Using sampling techniques with a special cross-sectional keyword so that I can get this number below 1,000 (all numbers over 1,000 are worthless because they are unverifiable), I estimate that Google's actual coverage of my 132,000 available pages is 66 percent. That would make a realistic number that Google should report for the entire site closer to 87,000 than to 132,000.
Now look at the numbers Google reports. I'm not kidding here, and this has been going on for around nine months or more. This is a nonprofit, noncommercial, educational site.
site:www.mydomain.org 5,350,000
site:www.mydomain.org reserved 390,000
site:www.mydomain.org -reserved 1,320,000
Forty times the absolute maximum possible count. Can anyone beat this? If you applied this rate of inflation to Google's market cap, then instead of $126 billion, it would be closer to $3 billion. I think that's a rather good way to estimate Google's actual worth.

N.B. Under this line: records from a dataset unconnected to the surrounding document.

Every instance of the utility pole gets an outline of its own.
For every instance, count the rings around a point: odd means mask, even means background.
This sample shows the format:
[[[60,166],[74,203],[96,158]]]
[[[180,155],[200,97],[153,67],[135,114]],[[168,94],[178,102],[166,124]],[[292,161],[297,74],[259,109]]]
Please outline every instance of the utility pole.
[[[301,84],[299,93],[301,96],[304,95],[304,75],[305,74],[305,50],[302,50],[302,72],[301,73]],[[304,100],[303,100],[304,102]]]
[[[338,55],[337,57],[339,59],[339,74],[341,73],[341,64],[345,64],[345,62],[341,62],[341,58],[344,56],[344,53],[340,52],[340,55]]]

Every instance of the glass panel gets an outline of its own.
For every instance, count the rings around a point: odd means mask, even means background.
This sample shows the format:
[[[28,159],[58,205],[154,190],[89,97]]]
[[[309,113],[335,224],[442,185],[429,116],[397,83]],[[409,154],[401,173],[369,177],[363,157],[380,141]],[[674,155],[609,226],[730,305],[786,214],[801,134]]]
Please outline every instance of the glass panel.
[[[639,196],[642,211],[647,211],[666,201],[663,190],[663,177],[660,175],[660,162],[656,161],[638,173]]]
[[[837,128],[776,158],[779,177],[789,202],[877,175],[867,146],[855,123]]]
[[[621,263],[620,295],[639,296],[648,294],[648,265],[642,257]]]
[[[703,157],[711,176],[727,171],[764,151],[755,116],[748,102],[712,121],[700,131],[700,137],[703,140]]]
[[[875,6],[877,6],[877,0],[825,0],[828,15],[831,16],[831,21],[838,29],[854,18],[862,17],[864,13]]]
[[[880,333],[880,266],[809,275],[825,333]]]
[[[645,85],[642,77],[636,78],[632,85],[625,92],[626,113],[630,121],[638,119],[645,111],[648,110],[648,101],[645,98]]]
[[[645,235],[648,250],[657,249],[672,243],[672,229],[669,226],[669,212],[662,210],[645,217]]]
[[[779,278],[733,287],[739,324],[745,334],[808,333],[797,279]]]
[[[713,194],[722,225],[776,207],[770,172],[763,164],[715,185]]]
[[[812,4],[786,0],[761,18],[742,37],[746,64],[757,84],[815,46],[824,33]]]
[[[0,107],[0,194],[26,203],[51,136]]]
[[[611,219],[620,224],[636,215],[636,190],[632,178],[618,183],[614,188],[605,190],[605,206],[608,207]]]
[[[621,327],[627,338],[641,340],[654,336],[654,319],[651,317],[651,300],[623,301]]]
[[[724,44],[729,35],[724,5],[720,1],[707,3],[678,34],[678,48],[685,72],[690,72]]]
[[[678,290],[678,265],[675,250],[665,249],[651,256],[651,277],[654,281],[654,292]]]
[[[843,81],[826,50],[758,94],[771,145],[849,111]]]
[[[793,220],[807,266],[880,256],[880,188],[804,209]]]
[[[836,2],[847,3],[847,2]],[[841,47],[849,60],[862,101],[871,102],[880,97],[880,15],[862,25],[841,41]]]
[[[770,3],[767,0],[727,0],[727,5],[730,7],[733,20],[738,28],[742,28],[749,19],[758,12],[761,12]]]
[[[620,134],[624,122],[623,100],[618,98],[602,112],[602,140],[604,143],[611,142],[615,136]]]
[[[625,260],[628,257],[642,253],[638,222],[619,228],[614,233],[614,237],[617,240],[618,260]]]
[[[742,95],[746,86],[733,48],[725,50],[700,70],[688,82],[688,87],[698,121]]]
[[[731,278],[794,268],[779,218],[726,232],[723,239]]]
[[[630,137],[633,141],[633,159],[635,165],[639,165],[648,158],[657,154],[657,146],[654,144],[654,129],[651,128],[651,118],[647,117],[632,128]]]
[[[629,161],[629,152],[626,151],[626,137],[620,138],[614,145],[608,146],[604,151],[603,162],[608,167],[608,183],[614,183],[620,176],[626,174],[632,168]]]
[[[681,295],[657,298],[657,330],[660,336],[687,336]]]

>> One way to compare the URL-only to the fully indexed pages is to use the "site:" command in conjunction with a word or phrase that is present on every page. Something like the word "reserved" <<
Not sure I understand this fully but by doing the above this is what I get:
site:mysite.com reserved 741
site:mysite.com -reserved 1,310
The -reserved search gives me url onlys and also supplementals with cache. Checking the cache, the dates on the supplementals go back at least to last January and some up to this November.
Been discussed before, but further comments - old cache dates?
So what's the problem with a session id, and why doesn't Googlebot crawl them? Well, we don't just have one machine for crawling. Instead, there are lots of bot machines fetching pages in parallel. For a really large site, it's easily possible to have many different machines at Google fetch a page from that site. The problem is that the web server would serve up a different session-id to each machine! That means that you'd get the exact same page multiple times--only the url would be different. It's things like that which keep some search engines from crawling dynamic pages, and especially pages with session-ids.
Allow search bots to crawl your sites without session IDs or arguments that track their path through the site. These techniques are useful for tracking individual user behavior, but the access pattern of bots is entirely different. Using these techniques may result in incomplete indexing of your site, as bots may not be able to eliminate URLs that look different but actually point to the same page. ....Don't use "&id=" as a parameter in your URLs, as we don't include these pages in our index.